Archiv der Kategorie: Teilzeit- und Befristungsrecht

Sachgrundlose Befristung trotz „Zuvor-Beschäftigung“ beim selben Arbeitgeber zulässig

Das Bundesarbeitsgericht beseitigte in einem Urteil vom 06. April 2011 die seit In-Kraft-treten des Teilzeit- und Befristungsgesetzes (TzBfG) bestehende Unsicherheit, ob ein Arbeitnehmer ohne Sachgrund befristet eingestellt werden kann, obwohl dieser Arbeitnehmer bereits zuvor beim selben Arbeitgeber beschäftigt war. In diesem Bereich wurde praktisch alles vertreten. Die restriktivste Auffassung ging davon aus, dass überhaupt keine sachgrundlose Befristung mehr zulässig ist, wenn der betreffende Arbeitnehmer zu irgendeinem Zeitpunkt in der Vergangenheit bereits beim selben Arbeitgeber beschäftigt war. Dem folgte das Bundesarbeitsgericht nicht und schaffte nunmehr Rechtssicherheit in diesem Bereich:

Der Möglichkeit, ein Arbeitsverhältnis nach § 14 Abs. 2 Satz 1 TzBfG ohne Sachgrund bis zu zwei Jahre zu befristen, steht ein früheres Arbeitsverhältnis des Arbeitnehmers mit demselben Arbeitgeber nicht nach § 14 Abs. 2 Satz 2 TzBfG entgegen, wenn das Ende des vorangegangenen Arbeitsverhältnisses mehr als drei Jahre zurückliegt.
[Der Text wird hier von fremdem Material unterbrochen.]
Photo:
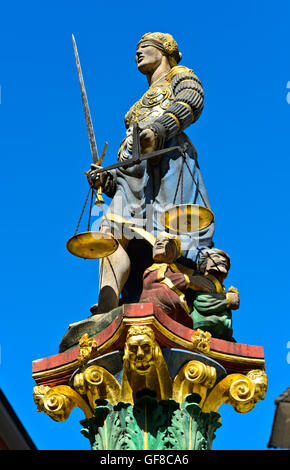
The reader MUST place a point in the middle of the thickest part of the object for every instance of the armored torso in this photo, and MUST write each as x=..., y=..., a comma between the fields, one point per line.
x=153, y=103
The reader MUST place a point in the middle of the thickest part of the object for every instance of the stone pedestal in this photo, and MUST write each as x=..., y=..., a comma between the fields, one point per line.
x=149, y=383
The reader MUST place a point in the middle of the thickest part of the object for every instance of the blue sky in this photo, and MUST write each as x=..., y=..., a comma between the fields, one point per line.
x=240, y=51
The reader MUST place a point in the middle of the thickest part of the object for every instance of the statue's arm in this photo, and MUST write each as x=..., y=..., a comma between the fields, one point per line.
x=106, y=180
x=185, y=108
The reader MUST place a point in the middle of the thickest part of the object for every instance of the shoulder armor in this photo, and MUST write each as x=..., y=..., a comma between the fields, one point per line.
x=178, y=69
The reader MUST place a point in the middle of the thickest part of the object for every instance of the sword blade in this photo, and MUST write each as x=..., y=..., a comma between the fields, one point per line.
x=89, y=123
x=135, y=160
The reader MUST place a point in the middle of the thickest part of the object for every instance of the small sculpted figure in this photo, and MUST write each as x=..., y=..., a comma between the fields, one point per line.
x=173, y=102
x=212, y=311
x=144, y=366
x=165, y=283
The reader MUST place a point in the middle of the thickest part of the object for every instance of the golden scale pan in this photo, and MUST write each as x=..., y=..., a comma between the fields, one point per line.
x=183, y=218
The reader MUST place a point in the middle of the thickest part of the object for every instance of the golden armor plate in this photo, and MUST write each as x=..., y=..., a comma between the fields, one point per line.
x=187, y=218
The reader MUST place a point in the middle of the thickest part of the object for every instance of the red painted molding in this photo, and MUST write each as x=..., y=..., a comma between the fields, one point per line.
x=141, y=311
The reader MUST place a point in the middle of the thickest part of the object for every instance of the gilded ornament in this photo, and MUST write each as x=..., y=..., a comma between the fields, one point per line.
x=240, y=391
x=201, y=340
x=87, y=348
x=97, y=383
x=58, y=402
x=193, y=377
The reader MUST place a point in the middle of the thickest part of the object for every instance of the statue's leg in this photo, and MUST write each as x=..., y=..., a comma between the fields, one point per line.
x=113, y=273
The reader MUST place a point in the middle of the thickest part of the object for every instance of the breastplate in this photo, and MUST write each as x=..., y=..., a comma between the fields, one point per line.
x=152, y=104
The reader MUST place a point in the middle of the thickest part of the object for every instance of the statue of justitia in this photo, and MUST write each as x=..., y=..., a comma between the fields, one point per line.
x=140, y=193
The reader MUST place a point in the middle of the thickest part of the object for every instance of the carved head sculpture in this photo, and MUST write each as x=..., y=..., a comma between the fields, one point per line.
x=167, y=248
x=141, y=350
x=152, y=47
x=215, y=262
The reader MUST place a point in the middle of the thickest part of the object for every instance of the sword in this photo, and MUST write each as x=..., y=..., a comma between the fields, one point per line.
x=137, y=156
x=93, y=146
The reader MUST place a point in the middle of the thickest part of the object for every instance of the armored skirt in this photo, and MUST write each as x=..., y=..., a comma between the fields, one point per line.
x=142, y=192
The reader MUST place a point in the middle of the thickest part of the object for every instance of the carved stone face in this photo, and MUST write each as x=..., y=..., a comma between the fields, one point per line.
x=148, y=58
x=164, y=250
x=140, y=353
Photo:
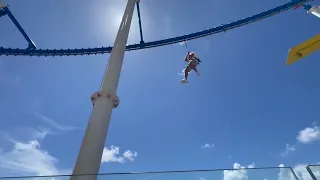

Quelle: BAG, Urteil v. 06.04.2011, 7 AZR 716/09

Wiedereinstellungszusage kann zulässiger Sachgrund für ein befristetes Arbeitsverhältnis mit einer Ersatzkraft sein

Das Bundesarbeitsgericht hat die einem Arbeitnehmer erteilte Wiedereinstellungszusage als sonstigen Sachgrund für die Befristung eines Arbeitsverhältnisses mit einer „Ersatzkraft“ unter bestimmten Voraussetzungen anerkannt. Das Bundesarbeitsgericht führt in seinen Leitsätzen hierzu aus:

Die mit einer Wiedereinstellungszusage eingegangene Verpflichtung des Arbeitgebers gegenüber einem ausgeschiedenen Arbeitnehmer kann als sonstiger (…) Sachgrund i. S. v. § 14 Abs. 1 Satz 1 TzBfG die Befristung des Arbeitsvertrags mit einem anderen Arbeitnehmer rechtfertigen, wenn nach dem Inhalt der Wiedereinstellungszusage mit der Geltendmachung des Wiedereinstellungsanspruchs in absehbarer Zeit ernsthaft zu rechnen ist und die befristete Einstellung einer Ersatzkraft geeignet ist, eine Beschäftigungsmöglichkeit für den Fall der Wiedereinstellung des ausgeschiedenen Arbeitnehmers freizuhalten.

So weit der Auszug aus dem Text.